La Galerie Cécile Fakhoury a le plaisir de présenter Dègg naa tuuti Wolof à Dakar, une exposition personnelle d’Adji Dieye.
Pour sa première présentation monographique à la galerie à Dakar, Adji Dieye poursuit sa réflexion autour des fondements complexes du principe d’archive, et s’intéresse en particulier aux archives nationales du Sénégal et leur lien à l’architecture et les développements urbains depuis la période postindépendance. L’artiste questionne notre compréhension des archives et leur rôle dans la formation des récits et représentations identitaires. Utilisant fréquemment l’ironie, Adji Dieye interroge le statut supposé de l’archive comme garant unique d’une vérité historique et objective.
Au centre de l’exposition se déploie un ensemble d’installations architecturales caractéristiques de la pratique de l’artiste. À travers elles, Adji Dieye déconstruit le principe d’une lecture linéaire de l’histoire telle qu’elle est souvent pratiquée par les institutions détentrices de savoir; lecture qui tend à faire oublier les contextes et les idéologies qui l’ont imposée. Les structures métalliques de l’artiste, échos épurés des lignes d’horizons des grands centres urbains de ce monde, sont parcourues par le flux tendu de la soie sérigraphiées d’images urbaines issues des archives nationales du Sénégal et d’images appartenant aux archives personnelles de l’artiste. L’exercice de déchiffrer les images et l’incertitude sur la nature des images que l’on regarde contribuent à challenger notre perception des narrations sur le développement et ce que serait la supposée modernité architecturale.

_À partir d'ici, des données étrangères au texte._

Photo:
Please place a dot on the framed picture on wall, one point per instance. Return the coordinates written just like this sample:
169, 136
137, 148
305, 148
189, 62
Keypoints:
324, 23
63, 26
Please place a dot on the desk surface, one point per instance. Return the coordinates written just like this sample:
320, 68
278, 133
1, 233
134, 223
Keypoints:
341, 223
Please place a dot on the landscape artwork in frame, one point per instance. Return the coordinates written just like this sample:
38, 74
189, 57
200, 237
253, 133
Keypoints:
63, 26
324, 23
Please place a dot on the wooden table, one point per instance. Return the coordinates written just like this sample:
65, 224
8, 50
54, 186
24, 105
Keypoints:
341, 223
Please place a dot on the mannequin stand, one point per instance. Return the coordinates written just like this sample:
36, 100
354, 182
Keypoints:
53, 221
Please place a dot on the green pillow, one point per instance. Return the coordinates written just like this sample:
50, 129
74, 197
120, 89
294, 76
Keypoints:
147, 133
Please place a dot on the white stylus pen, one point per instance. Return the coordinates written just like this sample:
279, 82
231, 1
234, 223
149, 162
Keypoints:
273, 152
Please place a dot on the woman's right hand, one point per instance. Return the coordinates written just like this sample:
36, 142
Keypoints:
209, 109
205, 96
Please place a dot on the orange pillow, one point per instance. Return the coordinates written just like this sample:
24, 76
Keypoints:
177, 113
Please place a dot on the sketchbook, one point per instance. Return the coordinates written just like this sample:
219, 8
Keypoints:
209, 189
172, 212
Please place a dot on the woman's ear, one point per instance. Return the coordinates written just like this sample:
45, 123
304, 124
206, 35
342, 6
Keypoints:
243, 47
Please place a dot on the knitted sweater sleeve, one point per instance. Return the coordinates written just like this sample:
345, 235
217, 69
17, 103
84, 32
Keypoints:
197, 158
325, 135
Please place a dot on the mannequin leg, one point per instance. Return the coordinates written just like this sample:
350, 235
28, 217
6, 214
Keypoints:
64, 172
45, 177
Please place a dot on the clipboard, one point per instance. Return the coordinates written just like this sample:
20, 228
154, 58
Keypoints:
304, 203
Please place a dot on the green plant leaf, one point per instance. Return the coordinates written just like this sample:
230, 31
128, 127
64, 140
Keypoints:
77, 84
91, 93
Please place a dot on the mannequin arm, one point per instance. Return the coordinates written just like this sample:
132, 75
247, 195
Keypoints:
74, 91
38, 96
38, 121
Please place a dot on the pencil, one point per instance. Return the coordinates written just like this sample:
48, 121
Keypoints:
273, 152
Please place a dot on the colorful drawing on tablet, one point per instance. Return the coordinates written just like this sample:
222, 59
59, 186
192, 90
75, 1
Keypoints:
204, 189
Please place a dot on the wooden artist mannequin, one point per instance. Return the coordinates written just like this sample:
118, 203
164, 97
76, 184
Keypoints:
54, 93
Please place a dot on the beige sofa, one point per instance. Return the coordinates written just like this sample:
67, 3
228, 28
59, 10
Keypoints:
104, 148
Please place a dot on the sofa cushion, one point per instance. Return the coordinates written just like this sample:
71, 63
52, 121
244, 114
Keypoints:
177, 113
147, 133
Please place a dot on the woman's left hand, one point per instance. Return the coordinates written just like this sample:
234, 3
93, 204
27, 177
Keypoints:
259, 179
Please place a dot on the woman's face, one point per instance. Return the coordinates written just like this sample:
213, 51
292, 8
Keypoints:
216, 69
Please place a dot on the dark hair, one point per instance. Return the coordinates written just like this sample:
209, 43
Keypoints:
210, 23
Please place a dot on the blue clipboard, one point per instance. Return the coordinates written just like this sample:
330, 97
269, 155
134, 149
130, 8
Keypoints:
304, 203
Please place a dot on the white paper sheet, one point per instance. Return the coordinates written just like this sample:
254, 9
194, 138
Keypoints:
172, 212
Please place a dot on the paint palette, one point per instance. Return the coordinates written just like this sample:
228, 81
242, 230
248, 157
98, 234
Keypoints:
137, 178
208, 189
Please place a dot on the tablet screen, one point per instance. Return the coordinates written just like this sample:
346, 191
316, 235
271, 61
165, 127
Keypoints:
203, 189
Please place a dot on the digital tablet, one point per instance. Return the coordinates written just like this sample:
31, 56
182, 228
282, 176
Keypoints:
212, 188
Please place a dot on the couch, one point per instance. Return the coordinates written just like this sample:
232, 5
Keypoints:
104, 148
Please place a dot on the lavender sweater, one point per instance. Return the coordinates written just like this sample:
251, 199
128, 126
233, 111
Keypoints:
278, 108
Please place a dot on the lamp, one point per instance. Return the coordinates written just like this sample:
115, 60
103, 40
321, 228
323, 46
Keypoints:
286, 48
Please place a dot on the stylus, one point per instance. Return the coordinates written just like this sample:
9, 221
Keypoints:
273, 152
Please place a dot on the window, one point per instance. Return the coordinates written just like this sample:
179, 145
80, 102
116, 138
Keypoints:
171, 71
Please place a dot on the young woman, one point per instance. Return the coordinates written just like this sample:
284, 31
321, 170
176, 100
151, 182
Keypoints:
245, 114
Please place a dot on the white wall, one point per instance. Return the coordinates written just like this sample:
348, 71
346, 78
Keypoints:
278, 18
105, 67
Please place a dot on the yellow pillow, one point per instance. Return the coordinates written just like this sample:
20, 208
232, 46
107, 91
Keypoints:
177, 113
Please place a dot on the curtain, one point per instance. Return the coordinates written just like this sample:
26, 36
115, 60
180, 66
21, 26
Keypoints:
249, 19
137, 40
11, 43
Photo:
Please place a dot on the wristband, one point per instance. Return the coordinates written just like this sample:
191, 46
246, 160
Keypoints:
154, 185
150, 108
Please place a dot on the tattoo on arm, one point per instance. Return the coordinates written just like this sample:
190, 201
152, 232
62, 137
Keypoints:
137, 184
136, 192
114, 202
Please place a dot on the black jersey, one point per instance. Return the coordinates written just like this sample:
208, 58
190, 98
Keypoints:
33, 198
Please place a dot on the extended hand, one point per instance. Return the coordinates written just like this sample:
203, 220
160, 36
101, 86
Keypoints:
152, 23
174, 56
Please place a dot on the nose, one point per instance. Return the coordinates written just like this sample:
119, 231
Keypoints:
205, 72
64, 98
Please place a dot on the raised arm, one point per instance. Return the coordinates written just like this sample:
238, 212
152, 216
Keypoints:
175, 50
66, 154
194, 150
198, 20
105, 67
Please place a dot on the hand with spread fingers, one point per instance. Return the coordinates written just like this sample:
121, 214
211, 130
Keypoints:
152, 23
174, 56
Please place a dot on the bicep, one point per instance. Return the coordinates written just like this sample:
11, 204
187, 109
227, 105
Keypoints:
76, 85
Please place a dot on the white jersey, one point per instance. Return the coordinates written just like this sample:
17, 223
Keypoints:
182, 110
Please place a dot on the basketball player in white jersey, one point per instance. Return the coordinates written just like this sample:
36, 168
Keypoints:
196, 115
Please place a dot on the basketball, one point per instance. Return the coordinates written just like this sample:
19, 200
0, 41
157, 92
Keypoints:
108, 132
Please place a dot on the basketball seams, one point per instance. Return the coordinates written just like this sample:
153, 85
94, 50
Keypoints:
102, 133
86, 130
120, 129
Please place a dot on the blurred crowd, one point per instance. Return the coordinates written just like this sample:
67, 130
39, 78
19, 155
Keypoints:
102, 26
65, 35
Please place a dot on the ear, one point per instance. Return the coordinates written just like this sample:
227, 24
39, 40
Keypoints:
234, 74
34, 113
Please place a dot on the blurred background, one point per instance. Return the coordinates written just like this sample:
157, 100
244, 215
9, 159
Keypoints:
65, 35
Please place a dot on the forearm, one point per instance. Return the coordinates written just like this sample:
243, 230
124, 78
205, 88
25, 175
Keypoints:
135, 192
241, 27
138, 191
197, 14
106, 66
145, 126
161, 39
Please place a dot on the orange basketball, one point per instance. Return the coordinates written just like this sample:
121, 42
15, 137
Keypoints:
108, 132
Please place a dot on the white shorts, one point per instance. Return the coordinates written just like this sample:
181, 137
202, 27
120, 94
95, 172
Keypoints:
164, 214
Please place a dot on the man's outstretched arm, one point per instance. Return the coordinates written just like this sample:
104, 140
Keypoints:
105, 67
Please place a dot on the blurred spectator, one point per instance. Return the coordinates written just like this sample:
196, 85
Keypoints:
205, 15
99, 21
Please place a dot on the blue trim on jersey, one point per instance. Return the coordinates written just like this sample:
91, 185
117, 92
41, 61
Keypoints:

Avec Dègg naa tuuti Wolof [Je comprends un peu le wolof], Dieye approfondit également sa réflexion sur la manière dont les actions économiques de certaines communautés et classes sociales ont un impact sur la construction et la transformation des espaces publics. Dans une nouvelle série inédites de sérigraphies en noir et blanc, elle capture les gestes quotidiens qui habitent et définissent ces espaces. Ses dessins, imprégnés de la précision de sa sensibilité photographique, constituent des réflexions à la fois intimes et critiques sur la vie des communautés expatriées de Dakar. En jouant sur la tension entre les liens locaux profonds et les influences des coutumes étrangères, elle révèle des espaces où les échanges subtils et les identités multiples peuvent émerger. L’hédonisme apparent de ces modes de vie, souvent permis par le maintien de conditions économiques supérieures aux réalités du pays d’accueil, génère des pratiques et des usages de l’espace commun qui contribuent à le modifier profondément. A l’inverse, les nouvelles modalités de fonctionnement de ces espaces sociaux sont en retour elles-aussi susceptibles de donner lieu à d’autres manières de se percevoir en tant que sujet social dans un espace économique et politique.
L’exploration cinématographique du paysage social de Dakar par Ousmane Sembene, dix ans après l’indépendance, est une référence clé dans le travail de Dieye. Les observations de Sembene sur la migration occidentale et les paradoxes de la modernité constituent un thème central dans la pratique de l’artiste, qui explore l’impact persistant de ces dynamiques historiques.
S’inspirant également des idées de Felwine Sarr dans Afrotopia, selon lesquelles « la culture façonne les perceptions, les attitudes, les habitudes de consommation et les choix individuels et collectifs, tout en restant un moteur économique essentiel », Dieye cherche à montrer comment les cadres néolibéraux peuvent subtilement déformer la notion d’autodétermination.
En complément de l’exposition, Maguette Dieng Cortés, du collectif Jokko, présente une installation sonore qui s’appuie sur des enregistrements d’interactions personnelles, souvent marquées par des difficultés à communiquer en wolof. Cette œuvre transforme le matériel enregistré en une puissante méditation sur l’identité culturelle vibrante de Dakar et ses interactions continues avec un monde globalisé.